How can you recover from a Namenode failure in Hadoop?
Why is Namenode so important?
Namenode is the most important Hadoop service. It contains the location of all blocks in the cluster. It maintains the state of the distributed file system.We have something called a secondary name node. Secondary Namenode is not a back up for the name node. When a name node fails, it is possible to recover from a previous checkpoint generated by Secondary Namenode.Secondary Namenode performs periodic checkpoint process.
How to recover a failed Namenode?
We faced with a situation where the node hosting the Namenode service has failed. The secondary Namenode is running on some other separate machine.
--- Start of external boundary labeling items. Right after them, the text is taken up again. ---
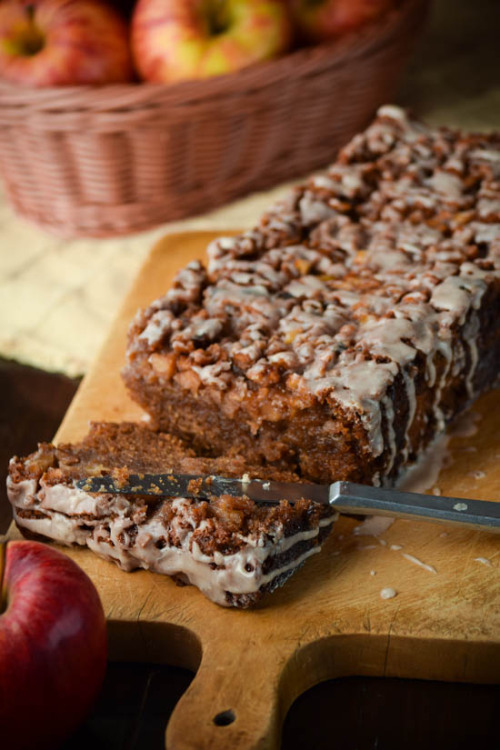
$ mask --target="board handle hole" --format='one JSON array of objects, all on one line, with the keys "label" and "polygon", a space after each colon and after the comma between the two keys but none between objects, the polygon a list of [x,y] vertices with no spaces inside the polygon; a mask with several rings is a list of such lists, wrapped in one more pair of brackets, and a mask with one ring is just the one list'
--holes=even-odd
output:
[{"label": "board handle hole", "polygon": [[227,711],[221,711],[220,714],[214,716],[212,721],[216,727],[227,727],[229,724],[232,724],[235,719],[236,716],[234,711],[229,708]]}]

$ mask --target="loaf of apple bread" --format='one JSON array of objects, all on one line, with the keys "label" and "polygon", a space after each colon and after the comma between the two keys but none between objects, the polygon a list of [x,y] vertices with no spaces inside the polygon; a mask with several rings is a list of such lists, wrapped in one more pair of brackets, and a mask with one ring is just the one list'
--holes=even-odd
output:
[{"label": "loaf of apple bread", "polygon": [[500,136],[382,107],[137,314],[123,372],[205,455],[391,483],[500,370]]}]

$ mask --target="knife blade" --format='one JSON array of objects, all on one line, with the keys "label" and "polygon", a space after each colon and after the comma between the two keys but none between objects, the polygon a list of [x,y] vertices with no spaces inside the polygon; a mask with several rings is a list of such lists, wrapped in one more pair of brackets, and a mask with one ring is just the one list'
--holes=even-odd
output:
[{"label": "knife blade", "polygon": [[75,486],[92,493],[143,495],[152,497],[191,497],[210,499],[221,495],[247,497],[261,504],[291,503],[305,498],[329,505],[339,513],[381,515],[419,521],[437,521],[462,527],[500,533],[500,502],[435,497],[415,492],[353,482],[307,484],[276,482],[194,474],[131,474],[123,482],[113,476],[88,477]]}]

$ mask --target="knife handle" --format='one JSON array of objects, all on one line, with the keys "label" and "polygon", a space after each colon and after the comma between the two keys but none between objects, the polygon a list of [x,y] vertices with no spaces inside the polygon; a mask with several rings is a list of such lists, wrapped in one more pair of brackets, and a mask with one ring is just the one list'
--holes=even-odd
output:
[{"label": "knife handle", "polygon": [[340,513],[455,523],[463,528],[500,533],[500,503],[488,500],[436,497],[352,482],[335,482],[330,488],[330,505]]}]

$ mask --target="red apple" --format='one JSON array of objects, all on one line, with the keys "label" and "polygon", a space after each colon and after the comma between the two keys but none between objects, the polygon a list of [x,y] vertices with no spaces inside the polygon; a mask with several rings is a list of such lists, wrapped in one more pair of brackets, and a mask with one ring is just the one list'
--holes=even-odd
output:
[{"label": "red apple", "polygon": [[132,17],[136,68],[159,83],[231,73],[290,40],[282,0],[139,0]]},{"label": "red apple", "polygon": [[310,42],[335,39],[375,20],[396,0],[289,0],[299,33]]},{"label": "red apple", "polygon": [[76,563],[39,542],[0,545],[0,584],[0,745],[56,748],[104,677],[99,596]]},{"label": "red apple", "polygon": [[30,86],[128,81],[127,25],[98,0],[2,0],[0,78]]}]

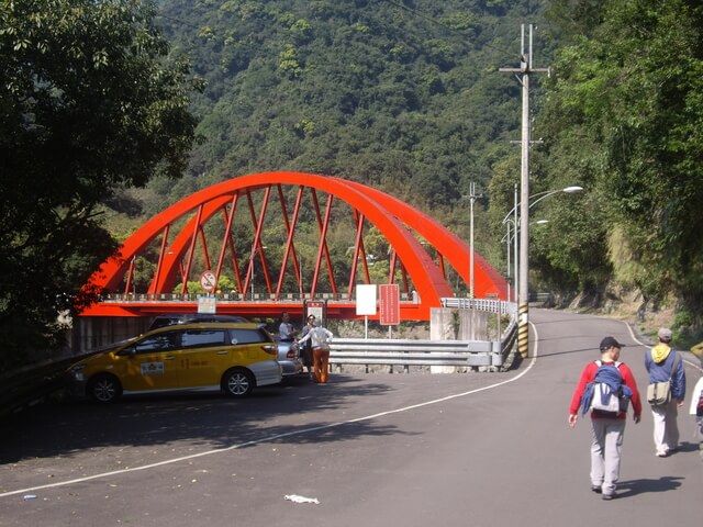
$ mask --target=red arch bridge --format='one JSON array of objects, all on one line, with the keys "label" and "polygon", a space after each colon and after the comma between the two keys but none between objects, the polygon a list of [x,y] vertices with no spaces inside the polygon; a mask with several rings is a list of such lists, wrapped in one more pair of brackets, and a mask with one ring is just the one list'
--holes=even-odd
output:
[{"label": "red arch bridge", "polygon": [[[469,253],[443,225],[370,187],[254,173],[196,192],[144,224],[93,273],[88,287],[102,291],[101,301],[81,315],[192,313],[203,284],[213,287],[219,314],[300,316],[305,303],[323,302],[328,317],[357,318],[357,284],[395,283],[400,318],[427,321],[455,296],[448,276],[468,290]],[[476,253],[475,295],[506,296],[504,279]]]}]

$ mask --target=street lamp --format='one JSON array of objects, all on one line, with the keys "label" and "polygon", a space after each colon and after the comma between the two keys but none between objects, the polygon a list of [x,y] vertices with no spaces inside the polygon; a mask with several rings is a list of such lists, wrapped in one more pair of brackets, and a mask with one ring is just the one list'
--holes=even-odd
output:
[{"label": "street lamp", "polygon": [[475,251],[473,251],[473,202],[476,201],[477,198],[482,198],[483,194],[477,194],[476,193],[476,183],[473,181],[471,181],[471,183],[469,183],[469,194],[468,195],[462,195],[461,198],[465,200],[469,200],[471,206],[470,206],[470,223],[469,223],[469,299],[473,299],[473,284],[475,284],[475,280],[473,280],[473,259],[475,259]]},{"label": "street lamp", "polygon": [[[562,189],[545,190],[543,192],[537,192],[536,194],[528,197],[528,199],[525,202],[521,201],[518,203],[517,202],[517,184],[515,184],[514,198],[513,198],[514,205],[507,212],[507,214],[505,214],[505,217],[503,218],[503,224],[512,223],[513,229],[515,233],[521,233],[522,231],[524,231],[523,235],[521,236],[520,255],[517,251],[517,236],[516,235],[513,236],[513,250],[514,250],[514,261],[515,261],[514,264],[515,285],[513,289],[516,295],[515,300],[518,303],[526,304],[527,295],[529,293],[528,287],[527,287],[528,285],[527,283],[527,273],[528,273],[527,245],[529,243],[527,238],[529,235],[528,233],[529,209],[535,206],[538,202],[540,202],[545,198],[549,198],[550,195],[556,195],[559,193],[573,194],[576,192],[581,192],[582,190],[583,190],[583,187],[579,187],[577,184],[565,187]],[[534,198],[536,198],[534,201],[529,201],[529,200],[533,200]],[[521,216],[520,220],[517,214],[518,210],[521,210],[521,212],[523,213],[520,215]],[[510,217],[511,215],[513,216],[512,218]],[[524,217],[522,217],[523,215]],[[520,265],[518,265],[518,256],[520,256]]]},{"label": "street lamp", "polygon": [[[532,222],[532,225],[544,225],[546,223],[549,223],[549,220],[537,220],[536,222]],[[511,225],[512,225],[512,231],[511,231]],[[515,224],[515,222],[513,221],[513,218],[509,217],[505,221],[505,226],[507,227],[505,235],[501,238],[501,243],[505,242],[505,251],[506,251],[506,265],[507,265],[507,278],[509,278],[509,282],[507,282],[507,301],[510,302],[512,300],[512,295],[511,295],[511,284],[510,284],[510,277],[511,277],[511,270],[510,270],[510,244],[511,242],[514,245],[514,250],[513,250],[513,259],[514,259],[514,264],[513,264],[513,273],[512,276],[514,276],[513,279],[513,291],[514,291],[514,295],[515,295],[515,302],[517,302],[517,270],[518,270],[518,266],[517,266],[517,235],[520,233],[520,225]]]}]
In the core-default.XML , the fs.checkpoint. Dir property has been set previously. This property tells the Secondary Namenode where to save the checkpoints on the local file system.
Carry out the following steps to recover from a NameNode failure:
1. Stop the Secondary NameNode:
$ cd /path/to/Hadoop
$ bin/hadoop-daemon.sh stop secondarynamenode
2. Bring up a new machine to act as the new NameNode. This machine should have Hadoop installed, be configured like the previous NameNode, and ssh password-less login should be configured. Also, it should have the same IP and hostname as the previous NameNode.
3. Copy the contents of fs.checkpoint.dir on the Secondary NameNode to the pdfs.name. Dir folder on the new NameNode machine.
4. Start the new NameNode on the new machine:
$ bin/hadoop-daemon.sh start namenode
5. Start the Secondary NameNode on the Secondary NameNode machine:
$ bin/hadoop-daemon.sh start secondarynamenode
6. Verify that the NameNode started successfully by looking at the NameNode status page http://localhost:50070/
The working: -
We first log in to the Secondary Namenode to stop its service. Next, we set up the Namenode in a new machine.
Next, we copy all the checkpoints and editing files from the Secondary Namenode to the new Namenode. In this way, we recover the filesystem status, metadata and editions at the time of the last checkpoint. Finally, we restarted the new Namenode and Secondary Namenode.